Suddenly, I felt so much gratitude for this place, these white pines and yes, especially our leader. Seriously, this guy was such a precious motherfucking gem of human goodness! I was astonished at the prowess of his teachings and at the fierce effort he had made to bring us all here. What a guy! During the final sit together, I was completely at peace with his way of speaking. Maybe, I kindly mused, his vocal change was simply how he honored his deceased Austin Powers-esque Tibetan meditation master? I didn’t need to understand it. It was all brilliant.

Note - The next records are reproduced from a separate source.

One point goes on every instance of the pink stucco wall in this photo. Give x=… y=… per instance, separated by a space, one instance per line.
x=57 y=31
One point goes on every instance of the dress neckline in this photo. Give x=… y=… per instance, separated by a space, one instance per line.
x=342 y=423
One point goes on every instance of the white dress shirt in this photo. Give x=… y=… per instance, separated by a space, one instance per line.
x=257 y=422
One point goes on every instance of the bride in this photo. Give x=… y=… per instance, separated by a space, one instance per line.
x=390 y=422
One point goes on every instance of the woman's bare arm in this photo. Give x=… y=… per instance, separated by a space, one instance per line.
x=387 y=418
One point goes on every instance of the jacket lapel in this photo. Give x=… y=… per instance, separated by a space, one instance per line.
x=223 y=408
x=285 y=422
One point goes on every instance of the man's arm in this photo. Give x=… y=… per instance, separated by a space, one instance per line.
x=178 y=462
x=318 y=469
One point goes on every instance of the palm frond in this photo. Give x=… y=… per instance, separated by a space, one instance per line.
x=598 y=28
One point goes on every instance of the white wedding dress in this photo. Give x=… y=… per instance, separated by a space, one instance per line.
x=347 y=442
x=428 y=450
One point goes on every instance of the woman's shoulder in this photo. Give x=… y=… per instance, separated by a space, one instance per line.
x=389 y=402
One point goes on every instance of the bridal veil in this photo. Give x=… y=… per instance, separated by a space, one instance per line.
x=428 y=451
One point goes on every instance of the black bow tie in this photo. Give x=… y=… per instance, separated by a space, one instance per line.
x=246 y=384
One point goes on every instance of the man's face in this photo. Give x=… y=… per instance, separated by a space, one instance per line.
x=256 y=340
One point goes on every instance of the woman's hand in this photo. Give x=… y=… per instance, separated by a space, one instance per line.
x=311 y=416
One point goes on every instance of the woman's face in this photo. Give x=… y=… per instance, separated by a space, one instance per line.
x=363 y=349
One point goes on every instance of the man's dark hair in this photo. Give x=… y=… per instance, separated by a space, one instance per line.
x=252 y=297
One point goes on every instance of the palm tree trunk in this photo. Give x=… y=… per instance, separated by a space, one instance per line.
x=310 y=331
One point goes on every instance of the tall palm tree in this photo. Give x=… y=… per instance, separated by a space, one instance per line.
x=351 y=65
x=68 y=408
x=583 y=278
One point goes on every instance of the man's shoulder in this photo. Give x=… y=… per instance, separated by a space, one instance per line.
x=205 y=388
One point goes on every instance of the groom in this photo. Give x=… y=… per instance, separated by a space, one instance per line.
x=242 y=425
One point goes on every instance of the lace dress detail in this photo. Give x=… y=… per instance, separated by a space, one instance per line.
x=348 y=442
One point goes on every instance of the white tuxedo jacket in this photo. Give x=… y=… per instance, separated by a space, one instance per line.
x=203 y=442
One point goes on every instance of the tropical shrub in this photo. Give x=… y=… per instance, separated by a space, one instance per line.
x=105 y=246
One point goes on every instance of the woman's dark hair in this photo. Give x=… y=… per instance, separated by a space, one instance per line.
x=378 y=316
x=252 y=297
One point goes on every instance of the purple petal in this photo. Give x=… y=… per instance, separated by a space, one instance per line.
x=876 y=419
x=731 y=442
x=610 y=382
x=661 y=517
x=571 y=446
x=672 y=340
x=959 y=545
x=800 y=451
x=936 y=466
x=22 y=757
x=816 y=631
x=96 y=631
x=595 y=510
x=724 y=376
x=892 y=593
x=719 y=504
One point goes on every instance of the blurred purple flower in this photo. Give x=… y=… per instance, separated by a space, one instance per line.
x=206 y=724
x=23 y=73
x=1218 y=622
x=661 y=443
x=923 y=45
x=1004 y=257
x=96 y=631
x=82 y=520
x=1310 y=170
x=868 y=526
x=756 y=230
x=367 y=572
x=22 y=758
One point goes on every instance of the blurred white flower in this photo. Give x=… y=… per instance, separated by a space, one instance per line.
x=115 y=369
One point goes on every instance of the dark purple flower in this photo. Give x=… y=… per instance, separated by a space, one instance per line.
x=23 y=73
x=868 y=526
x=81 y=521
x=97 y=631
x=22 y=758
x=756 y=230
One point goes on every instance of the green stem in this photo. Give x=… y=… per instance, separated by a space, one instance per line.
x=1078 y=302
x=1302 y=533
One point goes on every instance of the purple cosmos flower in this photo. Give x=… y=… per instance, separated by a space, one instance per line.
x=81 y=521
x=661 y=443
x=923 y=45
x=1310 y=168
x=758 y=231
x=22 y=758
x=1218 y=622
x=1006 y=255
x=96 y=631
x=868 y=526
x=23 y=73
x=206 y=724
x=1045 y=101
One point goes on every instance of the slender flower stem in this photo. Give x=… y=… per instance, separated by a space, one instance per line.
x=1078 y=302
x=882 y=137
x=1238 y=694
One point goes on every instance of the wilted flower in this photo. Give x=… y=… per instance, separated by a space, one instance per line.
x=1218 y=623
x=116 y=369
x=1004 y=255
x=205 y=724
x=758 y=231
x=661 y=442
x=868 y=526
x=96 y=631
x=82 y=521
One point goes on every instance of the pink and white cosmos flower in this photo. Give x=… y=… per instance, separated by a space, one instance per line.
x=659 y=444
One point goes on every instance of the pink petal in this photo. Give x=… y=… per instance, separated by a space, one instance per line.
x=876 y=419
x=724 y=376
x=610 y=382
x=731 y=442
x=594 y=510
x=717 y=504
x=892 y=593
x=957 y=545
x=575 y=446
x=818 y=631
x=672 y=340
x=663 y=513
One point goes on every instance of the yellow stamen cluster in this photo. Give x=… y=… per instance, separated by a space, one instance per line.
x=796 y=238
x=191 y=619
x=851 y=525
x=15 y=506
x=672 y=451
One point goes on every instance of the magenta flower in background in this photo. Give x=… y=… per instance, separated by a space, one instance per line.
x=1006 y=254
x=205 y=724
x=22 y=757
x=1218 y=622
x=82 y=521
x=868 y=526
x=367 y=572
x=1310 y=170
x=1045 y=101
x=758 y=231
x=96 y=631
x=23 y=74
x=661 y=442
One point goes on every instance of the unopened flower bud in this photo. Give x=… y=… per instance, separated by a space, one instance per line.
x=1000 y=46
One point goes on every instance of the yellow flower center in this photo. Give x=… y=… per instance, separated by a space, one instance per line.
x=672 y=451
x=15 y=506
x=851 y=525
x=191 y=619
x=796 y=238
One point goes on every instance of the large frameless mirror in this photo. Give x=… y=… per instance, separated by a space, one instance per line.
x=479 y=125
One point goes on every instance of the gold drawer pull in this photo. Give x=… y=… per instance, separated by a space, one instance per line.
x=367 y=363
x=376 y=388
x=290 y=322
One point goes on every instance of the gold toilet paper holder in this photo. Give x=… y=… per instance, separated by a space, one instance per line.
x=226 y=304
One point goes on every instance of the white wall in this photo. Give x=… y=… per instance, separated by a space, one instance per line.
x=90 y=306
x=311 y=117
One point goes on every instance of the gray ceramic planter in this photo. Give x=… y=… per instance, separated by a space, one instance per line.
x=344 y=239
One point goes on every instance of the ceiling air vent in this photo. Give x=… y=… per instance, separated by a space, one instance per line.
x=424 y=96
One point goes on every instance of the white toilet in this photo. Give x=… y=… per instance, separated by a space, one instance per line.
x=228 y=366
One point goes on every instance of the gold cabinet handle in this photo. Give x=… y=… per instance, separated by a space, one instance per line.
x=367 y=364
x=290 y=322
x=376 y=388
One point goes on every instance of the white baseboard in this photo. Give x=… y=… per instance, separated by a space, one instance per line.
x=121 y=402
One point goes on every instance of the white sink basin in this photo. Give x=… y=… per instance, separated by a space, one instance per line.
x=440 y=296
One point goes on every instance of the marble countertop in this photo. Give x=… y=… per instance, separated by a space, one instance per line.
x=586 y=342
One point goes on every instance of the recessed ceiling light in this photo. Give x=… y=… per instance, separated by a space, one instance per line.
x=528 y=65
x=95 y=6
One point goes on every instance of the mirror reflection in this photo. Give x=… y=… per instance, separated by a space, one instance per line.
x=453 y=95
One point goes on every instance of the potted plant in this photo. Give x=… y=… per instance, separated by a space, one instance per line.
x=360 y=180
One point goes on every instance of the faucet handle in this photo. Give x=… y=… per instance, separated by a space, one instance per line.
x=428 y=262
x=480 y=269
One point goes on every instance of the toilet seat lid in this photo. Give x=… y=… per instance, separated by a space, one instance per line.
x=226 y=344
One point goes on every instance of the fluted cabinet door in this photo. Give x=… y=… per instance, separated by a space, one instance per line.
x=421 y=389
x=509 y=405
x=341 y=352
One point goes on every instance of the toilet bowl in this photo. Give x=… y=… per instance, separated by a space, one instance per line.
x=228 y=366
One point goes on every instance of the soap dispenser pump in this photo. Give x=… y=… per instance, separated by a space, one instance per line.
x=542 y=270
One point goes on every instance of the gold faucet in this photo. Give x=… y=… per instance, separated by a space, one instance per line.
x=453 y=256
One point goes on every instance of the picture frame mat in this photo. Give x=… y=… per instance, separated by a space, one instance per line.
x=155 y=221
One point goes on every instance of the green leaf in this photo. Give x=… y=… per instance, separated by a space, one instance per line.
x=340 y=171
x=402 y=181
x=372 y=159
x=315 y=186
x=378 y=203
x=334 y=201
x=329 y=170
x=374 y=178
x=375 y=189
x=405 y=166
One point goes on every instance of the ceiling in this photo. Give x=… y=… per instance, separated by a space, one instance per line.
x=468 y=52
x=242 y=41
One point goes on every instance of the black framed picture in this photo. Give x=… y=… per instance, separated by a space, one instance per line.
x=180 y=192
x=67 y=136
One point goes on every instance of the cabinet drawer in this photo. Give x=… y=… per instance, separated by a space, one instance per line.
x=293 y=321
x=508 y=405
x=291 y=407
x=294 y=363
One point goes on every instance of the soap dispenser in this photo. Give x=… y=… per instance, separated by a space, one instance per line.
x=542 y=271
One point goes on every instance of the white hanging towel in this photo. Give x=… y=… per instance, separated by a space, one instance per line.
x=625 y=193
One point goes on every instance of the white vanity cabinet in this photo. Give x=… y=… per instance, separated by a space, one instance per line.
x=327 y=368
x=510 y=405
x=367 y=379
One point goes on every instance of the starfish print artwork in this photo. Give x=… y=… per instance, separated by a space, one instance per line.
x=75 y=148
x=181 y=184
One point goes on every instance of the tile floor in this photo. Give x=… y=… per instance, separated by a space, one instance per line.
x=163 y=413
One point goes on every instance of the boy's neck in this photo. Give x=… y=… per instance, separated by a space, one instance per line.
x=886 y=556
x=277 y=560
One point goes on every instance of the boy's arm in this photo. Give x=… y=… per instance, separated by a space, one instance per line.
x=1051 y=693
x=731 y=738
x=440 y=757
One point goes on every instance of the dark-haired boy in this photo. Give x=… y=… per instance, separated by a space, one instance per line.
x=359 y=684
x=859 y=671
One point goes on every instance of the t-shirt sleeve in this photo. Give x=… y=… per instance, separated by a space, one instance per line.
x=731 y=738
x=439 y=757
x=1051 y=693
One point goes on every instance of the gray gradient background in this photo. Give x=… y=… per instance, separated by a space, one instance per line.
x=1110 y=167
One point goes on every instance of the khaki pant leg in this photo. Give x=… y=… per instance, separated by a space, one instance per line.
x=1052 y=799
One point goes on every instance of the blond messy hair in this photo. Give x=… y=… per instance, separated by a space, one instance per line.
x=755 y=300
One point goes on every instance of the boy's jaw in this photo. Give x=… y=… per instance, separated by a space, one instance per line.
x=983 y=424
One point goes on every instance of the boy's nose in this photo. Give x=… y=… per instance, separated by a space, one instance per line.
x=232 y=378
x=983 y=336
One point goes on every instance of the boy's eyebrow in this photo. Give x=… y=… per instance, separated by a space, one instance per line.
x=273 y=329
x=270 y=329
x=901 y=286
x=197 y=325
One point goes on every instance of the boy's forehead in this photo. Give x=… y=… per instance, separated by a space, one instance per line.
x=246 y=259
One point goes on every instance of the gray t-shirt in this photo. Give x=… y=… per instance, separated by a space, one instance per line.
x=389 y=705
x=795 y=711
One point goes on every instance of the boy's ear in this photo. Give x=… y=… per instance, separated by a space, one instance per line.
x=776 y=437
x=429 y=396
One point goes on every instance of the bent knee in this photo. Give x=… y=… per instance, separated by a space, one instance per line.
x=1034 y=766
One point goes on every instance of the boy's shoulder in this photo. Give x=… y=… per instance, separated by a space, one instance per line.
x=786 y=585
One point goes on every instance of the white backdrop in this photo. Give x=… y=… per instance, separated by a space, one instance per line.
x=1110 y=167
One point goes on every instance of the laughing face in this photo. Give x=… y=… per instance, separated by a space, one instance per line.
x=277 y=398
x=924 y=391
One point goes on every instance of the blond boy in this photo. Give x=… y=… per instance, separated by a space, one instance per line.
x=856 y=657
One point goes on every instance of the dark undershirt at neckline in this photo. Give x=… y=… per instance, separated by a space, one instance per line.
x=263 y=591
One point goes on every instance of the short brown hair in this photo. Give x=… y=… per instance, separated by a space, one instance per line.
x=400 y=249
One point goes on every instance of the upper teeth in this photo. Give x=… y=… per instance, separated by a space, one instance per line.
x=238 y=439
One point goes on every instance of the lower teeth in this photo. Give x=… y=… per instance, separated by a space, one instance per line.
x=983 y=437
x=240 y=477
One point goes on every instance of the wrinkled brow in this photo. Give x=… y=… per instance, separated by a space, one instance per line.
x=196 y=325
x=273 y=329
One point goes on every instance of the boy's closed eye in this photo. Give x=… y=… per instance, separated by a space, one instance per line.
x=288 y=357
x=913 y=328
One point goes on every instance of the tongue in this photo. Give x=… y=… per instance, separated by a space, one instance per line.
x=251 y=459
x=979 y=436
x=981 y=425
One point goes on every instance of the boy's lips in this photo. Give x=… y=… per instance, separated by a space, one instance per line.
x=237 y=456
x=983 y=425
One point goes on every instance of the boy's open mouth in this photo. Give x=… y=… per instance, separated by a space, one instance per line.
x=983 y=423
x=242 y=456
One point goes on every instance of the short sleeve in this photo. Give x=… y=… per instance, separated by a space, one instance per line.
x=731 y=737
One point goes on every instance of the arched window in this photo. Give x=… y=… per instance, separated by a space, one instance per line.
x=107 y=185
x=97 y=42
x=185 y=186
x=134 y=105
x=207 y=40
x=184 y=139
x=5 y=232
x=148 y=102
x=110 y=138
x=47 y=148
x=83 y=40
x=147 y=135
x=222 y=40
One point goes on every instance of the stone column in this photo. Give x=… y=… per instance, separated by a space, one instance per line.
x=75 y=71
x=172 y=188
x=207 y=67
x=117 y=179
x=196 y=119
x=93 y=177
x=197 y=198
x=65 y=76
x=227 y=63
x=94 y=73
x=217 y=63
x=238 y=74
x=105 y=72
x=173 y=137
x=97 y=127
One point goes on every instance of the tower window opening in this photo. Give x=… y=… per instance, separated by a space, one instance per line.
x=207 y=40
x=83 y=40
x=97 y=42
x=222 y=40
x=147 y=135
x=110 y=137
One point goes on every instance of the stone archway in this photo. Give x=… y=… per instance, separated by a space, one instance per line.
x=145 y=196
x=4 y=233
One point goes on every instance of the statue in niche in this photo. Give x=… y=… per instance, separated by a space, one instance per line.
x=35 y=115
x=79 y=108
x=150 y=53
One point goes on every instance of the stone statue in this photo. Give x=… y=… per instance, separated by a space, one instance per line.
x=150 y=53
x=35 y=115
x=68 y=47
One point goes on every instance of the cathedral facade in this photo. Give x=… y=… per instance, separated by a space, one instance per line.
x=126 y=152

We ended the weekend with another round of loving kindness (metta ) practice. This time, though, my heart was so full it was overflowing. I was loving whole slabs of people, sliding ‘em over and bringing more to mind. I was an epic virtual conveyor belt of amour. Then the opportunity came to offer to the person who had wronged me. This time, I was shown this person in a particular context that brought actual tears of compassion to my eyes. I even gave this being a generous slab of my heart’s shimmering light.

Some say there is no spiritual growth without pain. A few days after the retreat I can report that I have experienced some profound new levels of appreciation for my life.

According to Realtor.com the property we retreated at sold, just a few weeks ago. The retreat leader says he’ll do another retreat here in the near future. The next one will be seven days long. I’m in. I plan to introduce myself to the new owners and charm them, so when they are ready to unload the property, they’ll think of me first.
Note: This piece is satire and, in part, represents the shadow-filled churnings of my unsavory egoic mind. Special thanks go to Gini Breidenbach for her eagle editing.
If you are in Minnesota or Wisconsin check out Inner Bliss Spiritual Health Center and get on their mailing list. Arjan Lighthawk is a generous and gifted teacher.  If you want to go to a 10 day Vipassana Retreat as taught by S.N. Goenka, you can find one here in your neck of the woods.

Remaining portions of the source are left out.